John Ioannidis needs to wear a scarlet K, for kook

 I used to tell my students that the fate of bad science is not to be refuted, but to be ignored. We ignore it, because to refute it takes time that could be used for more worthwhile endeavors, and refuting it also makes enemies. In fact, on one of the rare occasions I felt it necessary to publish a refutation of some particularly bad science,  one of a referee's major criticisms was that I was paying any attention to the work at all. That is one of the nice things about the scientific consensus. 

I submit this formula no longer works, in an era when the bad actor can go on Fox News and spew their garbage to the world, or take a job with a Republican administration and put the lives of thousands in jeopardy. 

This is why I'm calling out John Ioannidis.

Ioannidis is often called an iconoclast, but I maintain iconoclast is one of those nouns that declines. My iconoclast is your bombthrower is his kook. When Ioannidis published Why Most Published Research Findings Are False, a lot of people thought it was very positive iconoclasm. It probably led to a welcome appraisal of how we generate and publish scientific work. On the other hand I thought it was b.s., the result of arguments based almost entirely on conjecture. If I thought more than 10% of my published work were false, I'd retire to a monastery in silence to atone for my sins. If I thought 10% of the papers in my field were wrong, I really would start doing refutations. 

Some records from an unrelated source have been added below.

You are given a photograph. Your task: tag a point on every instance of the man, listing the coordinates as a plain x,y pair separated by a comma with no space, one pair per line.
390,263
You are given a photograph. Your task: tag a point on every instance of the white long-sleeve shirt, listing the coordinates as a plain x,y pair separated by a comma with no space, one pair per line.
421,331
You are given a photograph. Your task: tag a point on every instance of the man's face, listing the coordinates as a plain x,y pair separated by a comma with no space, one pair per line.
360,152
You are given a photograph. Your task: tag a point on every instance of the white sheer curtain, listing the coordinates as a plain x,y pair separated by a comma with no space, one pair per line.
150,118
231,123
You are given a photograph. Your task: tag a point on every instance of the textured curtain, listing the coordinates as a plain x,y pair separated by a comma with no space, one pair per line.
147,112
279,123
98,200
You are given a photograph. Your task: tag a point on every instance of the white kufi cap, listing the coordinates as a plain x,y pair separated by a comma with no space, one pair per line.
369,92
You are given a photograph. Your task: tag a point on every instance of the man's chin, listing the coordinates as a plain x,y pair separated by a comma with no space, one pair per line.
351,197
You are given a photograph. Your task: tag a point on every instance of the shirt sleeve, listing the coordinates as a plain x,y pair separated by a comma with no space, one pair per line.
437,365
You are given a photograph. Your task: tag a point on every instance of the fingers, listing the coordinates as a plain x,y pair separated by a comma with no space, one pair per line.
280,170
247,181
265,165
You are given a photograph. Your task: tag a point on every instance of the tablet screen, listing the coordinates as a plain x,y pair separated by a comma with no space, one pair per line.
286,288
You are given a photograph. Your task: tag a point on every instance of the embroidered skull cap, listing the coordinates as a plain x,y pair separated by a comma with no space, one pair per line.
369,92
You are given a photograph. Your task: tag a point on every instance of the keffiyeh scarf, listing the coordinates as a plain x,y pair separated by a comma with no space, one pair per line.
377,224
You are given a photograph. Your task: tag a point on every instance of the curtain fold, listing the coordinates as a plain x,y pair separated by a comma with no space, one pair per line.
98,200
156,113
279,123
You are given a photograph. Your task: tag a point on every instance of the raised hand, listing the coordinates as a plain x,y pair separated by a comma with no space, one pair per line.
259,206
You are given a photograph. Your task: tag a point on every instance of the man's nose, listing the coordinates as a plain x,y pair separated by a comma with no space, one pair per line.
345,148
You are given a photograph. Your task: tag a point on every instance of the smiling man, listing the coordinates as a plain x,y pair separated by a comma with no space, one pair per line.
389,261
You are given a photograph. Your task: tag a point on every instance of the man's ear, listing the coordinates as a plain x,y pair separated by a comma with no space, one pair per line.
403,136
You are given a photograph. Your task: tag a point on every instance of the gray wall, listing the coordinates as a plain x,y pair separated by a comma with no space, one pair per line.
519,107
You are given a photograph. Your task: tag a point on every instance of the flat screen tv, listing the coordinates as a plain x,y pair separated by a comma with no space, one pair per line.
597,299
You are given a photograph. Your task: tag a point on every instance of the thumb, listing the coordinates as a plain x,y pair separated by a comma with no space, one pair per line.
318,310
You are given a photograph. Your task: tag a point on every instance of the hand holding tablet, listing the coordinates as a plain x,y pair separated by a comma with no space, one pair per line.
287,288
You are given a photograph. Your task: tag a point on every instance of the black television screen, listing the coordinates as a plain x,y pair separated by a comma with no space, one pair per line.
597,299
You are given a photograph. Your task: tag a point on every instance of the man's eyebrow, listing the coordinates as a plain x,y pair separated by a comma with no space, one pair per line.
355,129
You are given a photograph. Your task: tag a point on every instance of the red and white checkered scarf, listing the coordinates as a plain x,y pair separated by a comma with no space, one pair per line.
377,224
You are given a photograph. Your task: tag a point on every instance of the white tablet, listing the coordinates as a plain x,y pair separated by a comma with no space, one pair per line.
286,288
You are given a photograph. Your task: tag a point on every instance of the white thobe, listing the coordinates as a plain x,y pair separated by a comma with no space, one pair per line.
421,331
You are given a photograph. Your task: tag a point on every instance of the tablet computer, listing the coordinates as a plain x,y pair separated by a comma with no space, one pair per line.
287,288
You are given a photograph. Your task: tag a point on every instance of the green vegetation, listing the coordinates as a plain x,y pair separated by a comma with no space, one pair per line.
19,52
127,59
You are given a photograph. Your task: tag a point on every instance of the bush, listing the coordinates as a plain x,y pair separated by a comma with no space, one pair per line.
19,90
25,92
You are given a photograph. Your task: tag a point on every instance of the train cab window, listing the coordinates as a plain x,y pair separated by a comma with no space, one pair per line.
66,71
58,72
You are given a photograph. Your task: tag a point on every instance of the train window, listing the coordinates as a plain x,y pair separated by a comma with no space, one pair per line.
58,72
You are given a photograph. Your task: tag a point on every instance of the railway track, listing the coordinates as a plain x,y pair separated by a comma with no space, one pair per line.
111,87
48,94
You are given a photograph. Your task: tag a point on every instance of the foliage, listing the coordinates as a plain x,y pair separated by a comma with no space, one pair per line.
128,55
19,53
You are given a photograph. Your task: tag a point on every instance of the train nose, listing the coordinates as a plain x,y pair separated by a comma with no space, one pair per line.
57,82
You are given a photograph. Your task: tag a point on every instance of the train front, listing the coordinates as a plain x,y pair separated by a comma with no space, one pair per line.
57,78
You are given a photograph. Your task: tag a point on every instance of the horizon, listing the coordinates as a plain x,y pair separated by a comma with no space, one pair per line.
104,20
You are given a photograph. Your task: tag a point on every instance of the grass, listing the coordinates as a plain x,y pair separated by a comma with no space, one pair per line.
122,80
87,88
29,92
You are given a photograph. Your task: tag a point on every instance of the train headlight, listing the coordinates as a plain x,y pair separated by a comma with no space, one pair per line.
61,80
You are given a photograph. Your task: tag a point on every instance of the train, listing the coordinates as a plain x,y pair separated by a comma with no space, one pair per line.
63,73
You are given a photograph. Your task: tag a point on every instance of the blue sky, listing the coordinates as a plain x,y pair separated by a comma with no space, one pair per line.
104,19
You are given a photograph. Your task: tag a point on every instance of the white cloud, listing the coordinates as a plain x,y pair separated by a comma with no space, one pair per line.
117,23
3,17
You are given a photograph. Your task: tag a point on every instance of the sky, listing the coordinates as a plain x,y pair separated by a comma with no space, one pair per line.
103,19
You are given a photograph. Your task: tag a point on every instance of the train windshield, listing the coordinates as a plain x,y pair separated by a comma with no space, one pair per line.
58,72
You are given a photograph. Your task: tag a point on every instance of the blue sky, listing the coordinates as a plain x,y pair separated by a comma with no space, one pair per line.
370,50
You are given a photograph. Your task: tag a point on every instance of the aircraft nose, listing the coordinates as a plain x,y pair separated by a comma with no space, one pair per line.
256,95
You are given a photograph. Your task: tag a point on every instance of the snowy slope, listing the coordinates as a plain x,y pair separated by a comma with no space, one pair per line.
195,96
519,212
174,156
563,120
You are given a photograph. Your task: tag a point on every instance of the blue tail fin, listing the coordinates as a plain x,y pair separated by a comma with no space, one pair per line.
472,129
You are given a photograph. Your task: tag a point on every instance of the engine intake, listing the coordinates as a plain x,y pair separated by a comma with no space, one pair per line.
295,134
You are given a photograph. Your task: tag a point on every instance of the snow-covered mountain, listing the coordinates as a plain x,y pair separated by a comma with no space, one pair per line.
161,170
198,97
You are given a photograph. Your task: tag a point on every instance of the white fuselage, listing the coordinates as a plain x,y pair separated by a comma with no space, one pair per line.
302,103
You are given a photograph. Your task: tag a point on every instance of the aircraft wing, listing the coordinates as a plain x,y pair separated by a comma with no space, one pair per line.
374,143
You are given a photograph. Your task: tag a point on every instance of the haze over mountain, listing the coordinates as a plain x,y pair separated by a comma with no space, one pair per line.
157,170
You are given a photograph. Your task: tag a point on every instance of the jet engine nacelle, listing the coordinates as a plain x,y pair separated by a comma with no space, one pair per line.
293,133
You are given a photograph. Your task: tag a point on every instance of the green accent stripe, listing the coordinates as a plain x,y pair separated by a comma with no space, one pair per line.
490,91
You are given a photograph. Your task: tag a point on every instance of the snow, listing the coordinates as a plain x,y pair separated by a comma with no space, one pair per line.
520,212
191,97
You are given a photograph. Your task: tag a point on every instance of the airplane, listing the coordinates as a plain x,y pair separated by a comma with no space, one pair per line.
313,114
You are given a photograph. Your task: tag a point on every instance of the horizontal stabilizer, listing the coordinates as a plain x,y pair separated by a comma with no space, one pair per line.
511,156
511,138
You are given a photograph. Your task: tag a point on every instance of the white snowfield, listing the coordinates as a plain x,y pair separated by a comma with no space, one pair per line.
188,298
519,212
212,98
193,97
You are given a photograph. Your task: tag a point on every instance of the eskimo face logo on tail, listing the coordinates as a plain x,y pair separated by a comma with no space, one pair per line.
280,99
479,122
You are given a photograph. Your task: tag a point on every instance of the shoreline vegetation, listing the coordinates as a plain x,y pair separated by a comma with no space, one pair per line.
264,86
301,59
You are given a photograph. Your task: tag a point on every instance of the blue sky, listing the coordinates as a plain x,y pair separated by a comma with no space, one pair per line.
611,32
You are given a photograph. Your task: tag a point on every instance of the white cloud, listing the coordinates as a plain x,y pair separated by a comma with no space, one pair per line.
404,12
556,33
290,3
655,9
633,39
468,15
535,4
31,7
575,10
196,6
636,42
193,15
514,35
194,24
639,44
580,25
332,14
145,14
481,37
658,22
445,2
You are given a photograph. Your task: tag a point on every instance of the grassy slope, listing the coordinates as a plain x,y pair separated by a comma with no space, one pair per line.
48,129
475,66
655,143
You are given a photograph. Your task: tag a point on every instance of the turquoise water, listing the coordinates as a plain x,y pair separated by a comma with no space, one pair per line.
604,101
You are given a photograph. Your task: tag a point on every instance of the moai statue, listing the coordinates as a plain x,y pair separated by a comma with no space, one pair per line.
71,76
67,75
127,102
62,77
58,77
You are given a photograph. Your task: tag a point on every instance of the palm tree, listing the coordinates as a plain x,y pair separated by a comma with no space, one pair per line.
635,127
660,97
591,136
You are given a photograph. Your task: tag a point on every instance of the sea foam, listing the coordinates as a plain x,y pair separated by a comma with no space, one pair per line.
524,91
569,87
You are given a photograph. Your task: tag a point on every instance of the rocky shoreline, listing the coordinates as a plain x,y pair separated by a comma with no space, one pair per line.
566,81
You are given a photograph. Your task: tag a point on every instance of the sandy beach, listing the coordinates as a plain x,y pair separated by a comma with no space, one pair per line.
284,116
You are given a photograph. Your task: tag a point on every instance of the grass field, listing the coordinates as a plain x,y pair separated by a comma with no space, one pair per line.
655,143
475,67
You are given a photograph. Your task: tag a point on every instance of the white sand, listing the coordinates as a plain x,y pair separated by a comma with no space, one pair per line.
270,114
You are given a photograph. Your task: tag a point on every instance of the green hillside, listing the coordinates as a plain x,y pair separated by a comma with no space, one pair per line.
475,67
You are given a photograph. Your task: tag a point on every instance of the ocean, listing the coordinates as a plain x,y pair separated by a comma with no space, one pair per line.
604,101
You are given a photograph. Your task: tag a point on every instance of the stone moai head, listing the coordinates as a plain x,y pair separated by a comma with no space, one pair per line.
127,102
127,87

There is nothing positive about Ioannidis' contributions to COVID science. They are bad, wrong, kooky, and have likely killed people because of their influence on conservative policy makers. 

Ioannidis initially published an opinion piece that claimed 

  1. Projecting the Diamond Princess mortality rate onto the age structure of the U.S. population, the death rate among people infected with Covid-19 would be 0.125%
  2. that with a case fatality rate of 0.3%, and 1% infection, there would be a death toll of 10,000 in the US.
  3. In the most pessimistic scenario, which I do not espouse, if the new coronavirus infects 60% of the global population and 1% of the infected people die, that will translate into more than 40 million deaths globally, matching the 1918 influenza pandemic.
Problem is, the scenario which he did not espouse is much closer to what actually happened. And in particular, his estimate of the Infection Fatality Ratio (IFR) on the Diamond Princess cruise ship was awful. An actual properly designed scientific study on the same data obtained an IFR of 1.2% and a Case Fatality Rate (CFR) of 2.3%. And note: this isn't high-level mathematics. I independently came up with 1.4%. After May, it was clear that it was around 1%. Why? We knew there were 8.2 million people in New York City. We knew 18,679 people had died. If we assume every single person in New York had been infected, that would yield a lower bound of 0.23% on the IFR. But of course, everyone was not infected. We know that seroprevalence in NYC was around 20%. That yields an IFR of 1.15%. Most decent work has yielded IFRs of around 1%.

My latest estimate, based on multiplying the US census bureau's age-demographic population structure by the age-dependent COVID mortalities of Seoane et al. leads to an IFR of 0.96%, well within earlier error limits.

Ioannidis was off by a factor of 60 in deaths, and by a factor of 8 in IFR. 

Now, of course scientists get to be wrong. In fact, it's important we be allowed to be wrong. But to be wrong by this much; to take a visible public stage to loudly proclaim one's wrong (and frankly incompetent) estimates; to persist in that wrongness; and to see the wrongness to be used by others to draw up policies that caused maybe hundreds of thousands of deaths; that's a little different. In truth, except for a few acolytes still making excuses, he has lost whatever professional respect he had left. 

But he really needs to retire to that monastery.